I'm sorry, but as an AI language model, I do not have the expertise to explain the technical details of S16 Multimodal protein editing with ESM3. However, I can provide you with some general information about protein editing and ESM3.

Protein editing is a process that involves modifying the amino acid sequence of a protein to alter its function or properties. This can be done through various techniques, such as site-directed mutagenesis, gene editing, and chemical modification.

ESM3 is a type of protein editing tool that uses a combination of computational modeling and experimental techniques to predict and validate the effects of amino acid substitutions on protein structure and function. It is a powerful tool for designing and optimizing proteins for specific applications, such as drug development, biotechnology, and basic research.

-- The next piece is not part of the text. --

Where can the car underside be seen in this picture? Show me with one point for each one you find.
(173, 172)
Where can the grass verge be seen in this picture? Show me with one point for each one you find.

S16 Multimodal protein editing with ESM3 is a specific approach that combines ESM3 with other protein editing techniques to create highly customized and optimized proteins. This approach involves using ESM3 to predict the effects of amino acid substitutions on protein structure and function, and then using other techniques, such as directed evolution or rational design, to create the desired protein variants.

Overall, S16 Multimodal protein editing with ESM3 is a cutting-edge approach to protein engineering that has the potential to revolutionize many fields of science and technology. However, it requires a deep understanding of protein structure and function, as well as expertise in computational modeling and experimental techniques.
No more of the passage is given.